Furthermore, utilising carried forward unused super contributions caps is the fourth most popular strategy in 2021, featuring in 15 per cent of all advice given. It’s a big mover, up from 13th last year in just 5 per cent of advice reports, according to ChangeGPS.

Meanwhile, for many small businesses, bringing forward tax savings by paying employee super early was a popular strategy. Bringing forward employee super contributions is recommended in 21 per cent of all reports in 2020, up from 19 per cent in FY20.

The spousal super contribution tax offset eligibility which utilises contribution to superannuation on their spouse’s behalf continued to have a minimal take-up in the year, with an average recommendation (average cost) of up to $1,771.

The double contributions strategy for SMSFs also saw utilisation this financial year and was recorded as one of the new strategies given by accountants.
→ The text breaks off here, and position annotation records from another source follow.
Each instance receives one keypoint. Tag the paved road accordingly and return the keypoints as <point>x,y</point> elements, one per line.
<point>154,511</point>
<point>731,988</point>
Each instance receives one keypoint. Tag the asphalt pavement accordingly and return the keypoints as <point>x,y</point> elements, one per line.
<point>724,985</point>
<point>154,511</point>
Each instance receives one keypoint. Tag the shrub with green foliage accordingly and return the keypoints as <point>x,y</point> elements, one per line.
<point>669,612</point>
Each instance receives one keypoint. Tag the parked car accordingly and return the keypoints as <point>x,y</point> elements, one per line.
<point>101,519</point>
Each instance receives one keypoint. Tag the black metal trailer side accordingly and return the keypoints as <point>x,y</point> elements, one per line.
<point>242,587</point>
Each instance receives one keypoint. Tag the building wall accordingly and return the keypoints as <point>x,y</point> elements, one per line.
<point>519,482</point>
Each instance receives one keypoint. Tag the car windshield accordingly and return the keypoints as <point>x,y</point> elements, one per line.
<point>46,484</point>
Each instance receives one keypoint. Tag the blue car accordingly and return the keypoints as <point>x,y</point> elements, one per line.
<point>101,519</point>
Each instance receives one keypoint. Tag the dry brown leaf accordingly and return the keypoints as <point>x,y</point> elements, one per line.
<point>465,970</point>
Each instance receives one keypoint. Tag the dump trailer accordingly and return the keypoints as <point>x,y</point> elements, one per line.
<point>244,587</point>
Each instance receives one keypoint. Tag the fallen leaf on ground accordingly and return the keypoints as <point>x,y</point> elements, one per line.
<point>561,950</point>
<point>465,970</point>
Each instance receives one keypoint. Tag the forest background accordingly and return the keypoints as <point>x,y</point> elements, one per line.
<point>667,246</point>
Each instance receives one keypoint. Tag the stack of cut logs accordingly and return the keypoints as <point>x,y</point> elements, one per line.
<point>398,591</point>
The average recommended deduction was around $24,000 and it saved on average up to $7,121.

Funds that used deductions through giving (donations) increase via discretionary trust saw very minimal use this year, with average savings of only $588, while superannuation savings via child personal super contribution and trust distribution was one of the least popular tax deduction strategies, with an average recommendation of around $10,000 in deductions and average savings up to $2,100.